Now think of a black paper where you start writing every collected data next to each other. You also write short names next to all data so that you know what numbers and texts belong to certain dimensions. After you’ve written all collected data to this sheet, this will be your so called hit payload, the data being sent to Google while your page loads. If this includes product names, brand names, product category names (with lots of category levels), this can be quite long can’t it be?

Google Analytics will however drop this payload and not send to Google’s servers if the size (length) of this payload grows over 8kB. That is 8192 byte which is usually 8192 characters except for some non-latin (or non-latin1) languages where more than one byte is needed to identify a single character.

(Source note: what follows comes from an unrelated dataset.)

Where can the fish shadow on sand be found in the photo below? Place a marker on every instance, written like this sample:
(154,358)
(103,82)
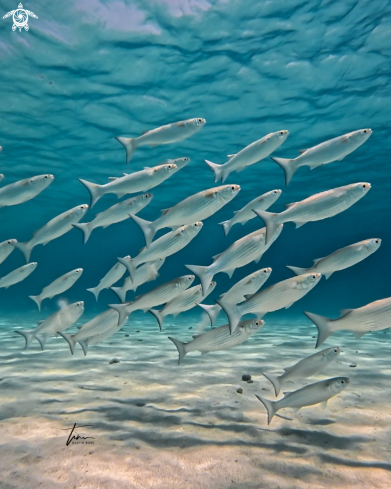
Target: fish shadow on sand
(321,439)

On a thank you page with lots of products in the order this can be achieved quickly.

But what can you do in such cases?

  1. Google Analytics allows you to import product data like product names, brand names, category names using a CSV upload or with a programmatic way. Here you send within the hit payload only the SKUs of your products and join other product data on the Google Analytics UI using CSV upload for example. Google Analytics will look at your uploaded CSV product data while processing the incoming purchase data with your SKUs and if it finds the ordered products within this CSV, it will populate ecommerce reports using the data found in your uploaded CSV
  2. You or your programmer may hook into the flow of Google Analytics data collection and divide all hit payload into smaller parts. A great solution can be found in this article by LunaMetrics.

#10 Too many interactions has been tracked in one session

Too many interactionsAnother limitation of Google Analytics tracking is that it allows you to send “only” 500 hits per session. A hit is usually a pageload but a click on your product on your category page or on the add to cart button will be also a hit if you track them as those events should be tracked. Now imagine a user that really tries to find the proper products. It searches for lots of products, puts them into the cart and when this user finally reaches your order thank you page, this will be interaction#501 in this session. And in this case, Google drops the hit that includes the purchase data.

Websites with higher pages / session metrics can be affected by this limitation but a lower pages / session next to lots of event tracking can prevent proper tracking too.

 

Summary

As you can see there can be several reasons for any missing transaction in your Google Analytics reports. You should always respect user privacy at first and then try to fix other possible reasons.100% accuracy and parity can be usually not achieved but you can sometimes improve the ratio of tracked purchases. Accepting this is usually the better choice as to try to track everything and everybody regardless of the choice of your user.